Allergies accompany fall, students learn to deal with them
Although fall is the season of pumpkins, apple cider and Halloween costumes, it is also a time of dead leaves, ragweed and dusty residence hall rooms, which means fall seasonal allergies have arrived.
Fall allergies are the last thing students want to deal with. With homework, exams and presentations to worry about, runny noses, sneezing and coughing are extra stresses they can do without.
Farmington Hills freshman Geneva Bass said fall allergies are normal for her, but it does not make them any less of a distraction.
“I have them every fall,” she said. “It gets distracting a lot, because my head gets stuffed up and it becomes hard to think. Fall is when you need to think the most.”
Bass, who said she has seasonal allergies throughout the entire year except for during the winter, has learned what works best for her when it comes to combating her allergy symptoms. She said she uses painkillers to stop her head from aching. She also suggests drinking warm liquids and taking daily allergy medication.
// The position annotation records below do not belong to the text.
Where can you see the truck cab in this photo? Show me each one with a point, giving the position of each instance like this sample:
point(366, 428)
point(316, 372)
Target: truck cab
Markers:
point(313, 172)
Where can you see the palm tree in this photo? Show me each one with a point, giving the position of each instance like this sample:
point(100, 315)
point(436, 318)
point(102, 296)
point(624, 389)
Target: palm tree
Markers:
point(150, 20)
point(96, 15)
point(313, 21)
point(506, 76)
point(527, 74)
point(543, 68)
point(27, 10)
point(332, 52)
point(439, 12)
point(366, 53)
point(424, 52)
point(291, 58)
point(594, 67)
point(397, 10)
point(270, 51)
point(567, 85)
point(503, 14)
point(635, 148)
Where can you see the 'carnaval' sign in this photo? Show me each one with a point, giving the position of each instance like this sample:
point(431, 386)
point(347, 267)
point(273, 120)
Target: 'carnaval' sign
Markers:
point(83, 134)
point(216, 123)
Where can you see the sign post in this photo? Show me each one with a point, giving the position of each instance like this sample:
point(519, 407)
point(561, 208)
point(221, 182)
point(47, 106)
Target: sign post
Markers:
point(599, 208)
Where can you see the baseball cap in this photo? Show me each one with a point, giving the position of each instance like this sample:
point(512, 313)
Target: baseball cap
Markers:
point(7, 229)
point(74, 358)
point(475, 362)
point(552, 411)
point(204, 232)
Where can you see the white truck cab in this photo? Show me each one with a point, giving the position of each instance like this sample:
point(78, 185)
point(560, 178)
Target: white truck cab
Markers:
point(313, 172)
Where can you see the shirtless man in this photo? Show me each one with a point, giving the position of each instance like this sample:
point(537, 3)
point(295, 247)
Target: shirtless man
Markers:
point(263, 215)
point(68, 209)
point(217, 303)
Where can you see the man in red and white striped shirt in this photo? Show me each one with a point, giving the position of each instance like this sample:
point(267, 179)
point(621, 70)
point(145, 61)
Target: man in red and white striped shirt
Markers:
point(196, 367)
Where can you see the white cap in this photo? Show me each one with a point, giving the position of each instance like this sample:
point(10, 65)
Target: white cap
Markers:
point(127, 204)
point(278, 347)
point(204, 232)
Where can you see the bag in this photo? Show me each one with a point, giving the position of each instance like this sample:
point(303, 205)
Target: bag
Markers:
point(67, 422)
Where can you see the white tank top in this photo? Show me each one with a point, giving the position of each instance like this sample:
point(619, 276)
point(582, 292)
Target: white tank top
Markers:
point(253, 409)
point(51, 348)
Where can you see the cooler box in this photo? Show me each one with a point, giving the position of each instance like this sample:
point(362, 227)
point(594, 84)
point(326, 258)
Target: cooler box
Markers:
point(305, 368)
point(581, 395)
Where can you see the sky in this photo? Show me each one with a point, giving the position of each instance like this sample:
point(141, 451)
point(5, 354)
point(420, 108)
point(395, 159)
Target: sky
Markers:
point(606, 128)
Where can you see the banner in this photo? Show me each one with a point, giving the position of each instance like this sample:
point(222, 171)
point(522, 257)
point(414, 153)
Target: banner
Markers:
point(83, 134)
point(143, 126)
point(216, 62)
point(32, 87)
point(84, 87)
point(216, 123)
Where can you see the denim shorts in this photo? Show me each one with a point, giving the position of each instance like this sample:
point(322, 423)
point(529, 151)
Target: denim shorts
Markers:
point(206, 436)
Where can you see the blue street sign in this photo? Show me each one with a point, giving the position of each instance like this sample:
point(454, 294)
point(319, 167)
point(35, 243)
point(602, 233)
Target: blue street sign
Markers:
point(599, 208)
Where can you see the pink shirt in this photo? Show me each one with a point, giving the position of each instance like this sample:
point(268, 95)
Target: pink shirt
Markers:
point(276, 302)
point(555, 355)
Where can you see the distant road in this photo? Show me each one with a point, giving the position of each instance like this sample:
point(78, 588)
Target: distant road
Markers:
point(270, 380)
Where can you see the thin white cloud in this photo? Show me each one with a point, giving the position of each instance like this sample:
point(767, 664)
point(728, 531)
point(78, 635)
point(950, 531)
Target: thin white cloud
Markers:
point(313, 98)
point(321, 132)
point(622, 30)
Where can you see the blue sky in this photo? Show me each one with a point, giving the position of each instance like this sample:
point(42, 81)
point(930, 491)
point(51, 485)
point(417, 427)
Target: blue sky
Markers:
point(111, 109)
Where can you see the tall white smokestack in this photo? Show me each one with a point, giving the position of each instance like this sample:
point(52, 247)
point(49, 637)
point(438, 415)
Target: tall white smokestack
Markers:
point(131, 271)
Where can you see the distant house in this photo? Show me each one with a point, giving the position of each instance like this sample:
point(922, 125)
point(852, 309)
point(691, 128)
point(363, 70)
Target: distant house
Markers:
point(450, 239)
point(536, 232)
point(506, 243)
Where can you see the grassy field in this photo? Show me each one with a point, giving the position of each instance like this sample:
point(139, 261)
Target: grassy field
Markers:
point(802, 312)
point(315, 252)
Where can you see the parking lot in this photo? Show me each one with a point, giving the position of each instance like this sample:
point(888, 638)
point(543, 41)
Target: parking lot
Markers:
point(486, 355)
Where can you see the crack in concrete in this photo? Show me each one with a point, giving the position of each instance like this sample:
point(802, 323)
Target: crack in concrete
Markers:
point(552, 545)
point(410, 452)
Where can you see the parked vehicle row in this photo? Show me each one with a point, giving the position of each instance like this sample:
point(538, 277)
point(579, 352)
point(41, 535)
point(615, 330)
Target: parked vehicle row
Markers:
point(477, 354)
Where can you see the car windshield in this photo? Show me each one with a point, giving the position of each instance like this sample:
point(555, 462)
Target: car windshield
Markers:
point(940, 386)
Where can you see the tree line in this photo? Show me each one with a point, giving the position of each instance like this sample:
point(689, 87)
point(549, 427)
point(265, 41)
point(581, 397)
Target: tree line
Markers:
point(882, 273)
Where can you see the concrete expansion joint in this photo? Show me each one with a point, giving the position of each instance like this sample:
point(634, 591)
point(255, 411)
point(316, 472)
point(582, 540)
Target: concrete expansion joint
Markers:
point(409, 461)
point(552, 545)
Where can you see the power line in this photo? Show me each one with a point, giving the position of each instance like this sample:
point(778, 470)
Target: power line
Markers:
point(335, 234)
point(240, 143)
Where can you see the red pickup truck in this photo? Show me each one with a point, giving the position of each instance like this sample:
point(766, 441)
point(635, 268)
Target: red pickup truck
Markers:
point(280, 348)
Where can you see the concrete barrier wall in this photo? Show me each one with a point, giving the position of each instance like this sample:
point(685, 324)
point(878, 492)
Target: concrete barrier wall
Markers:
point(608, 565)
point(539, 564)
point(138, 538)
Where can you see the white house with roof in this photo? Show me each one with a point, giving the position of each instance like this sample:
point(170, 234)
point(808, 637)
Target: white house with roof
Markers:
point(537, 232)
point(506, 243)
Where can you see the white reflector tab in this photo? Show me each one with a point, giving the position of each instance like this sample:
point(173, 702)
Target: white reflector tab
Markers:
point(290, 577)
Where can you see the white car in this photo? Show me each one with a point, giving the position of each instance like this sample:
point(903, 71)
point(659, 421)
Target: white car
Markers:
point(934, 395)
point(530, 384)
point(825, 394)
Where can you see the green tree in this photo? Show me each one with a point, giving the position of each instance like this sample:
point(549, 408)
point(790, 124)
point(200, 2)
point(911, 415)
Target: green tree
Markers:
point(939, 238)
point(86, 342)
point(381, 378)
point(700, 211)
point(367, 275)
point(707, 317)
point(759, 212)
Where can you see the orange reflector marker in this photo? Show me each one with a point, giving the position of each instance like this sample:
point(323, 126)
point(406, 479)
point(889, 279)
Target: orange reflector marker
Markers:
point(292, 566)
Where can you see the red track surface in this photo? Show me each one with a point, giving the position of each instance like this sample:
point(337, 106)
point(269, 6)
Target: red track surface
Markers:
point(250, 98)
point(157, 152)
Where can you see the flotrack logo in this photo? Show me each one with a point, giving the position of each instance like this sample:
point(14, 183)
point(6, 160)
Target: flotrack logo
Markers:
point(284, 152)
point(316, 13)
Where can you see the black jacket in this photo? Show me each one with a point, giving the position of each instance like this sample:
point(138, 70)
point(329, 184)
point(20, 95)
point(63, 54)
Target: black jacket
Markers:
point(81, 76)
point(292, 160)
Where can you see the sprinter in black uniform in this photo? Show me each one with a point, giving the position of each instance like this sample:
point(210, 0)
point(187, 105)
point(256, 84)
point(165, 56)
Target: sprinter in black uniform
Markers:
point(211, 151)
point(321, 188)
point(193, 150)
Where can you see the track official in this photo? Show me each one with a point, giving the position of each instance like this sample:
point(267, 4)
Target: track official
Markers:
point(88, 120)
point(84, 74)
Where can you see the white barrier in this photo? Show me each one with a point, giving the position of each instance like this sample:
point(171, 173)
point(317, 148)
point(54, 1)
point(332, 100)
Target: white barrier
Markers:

Despite the constant annoyance of her allergy symptoms, Bass said she has never gone to the doctor for medical treatment.
“I usually tough it out,” Bass said. “I’ve never gotten to the point where I need to go see a doctor.”
Garden City sophomore Jackie LaGraff noticed her fall allergies start acting up once the weather changes. Her main worry is staying healthy throughout the fall season because allergies can often lead to head colds.
“I’m more likely to get sick when I’m dealing with allergies, so I have to be more health conscious,” she said.
LaGraff also takes care of her allergies without seeking medical attention.
“I just deal with it on my own,” LaGraff said. “It’s never been too severe.”
Medications such as nasal spray, decongestants and antihistamine eye drops can be attained through a doctor and help to keep the symptoms in check. University Health Services also offers allergy injection services for those who take allergy shots through their family doctor at home.
The biggest triggers of fall allergies are ragweed, mold and dust. Especially in residential halls, dust mites can play a huge factor in determining the severity of allergy symptoms.
Regularly cleaning vents and heaters in rooms can help reduce symptoms for those living in residence halls. There are certain measures that can be taken to diminish the effects of the fall allergies, but allergy symptoms are nuisances that have to be dealt with.
“It’s just something we all have to deal with,” LaGraff said.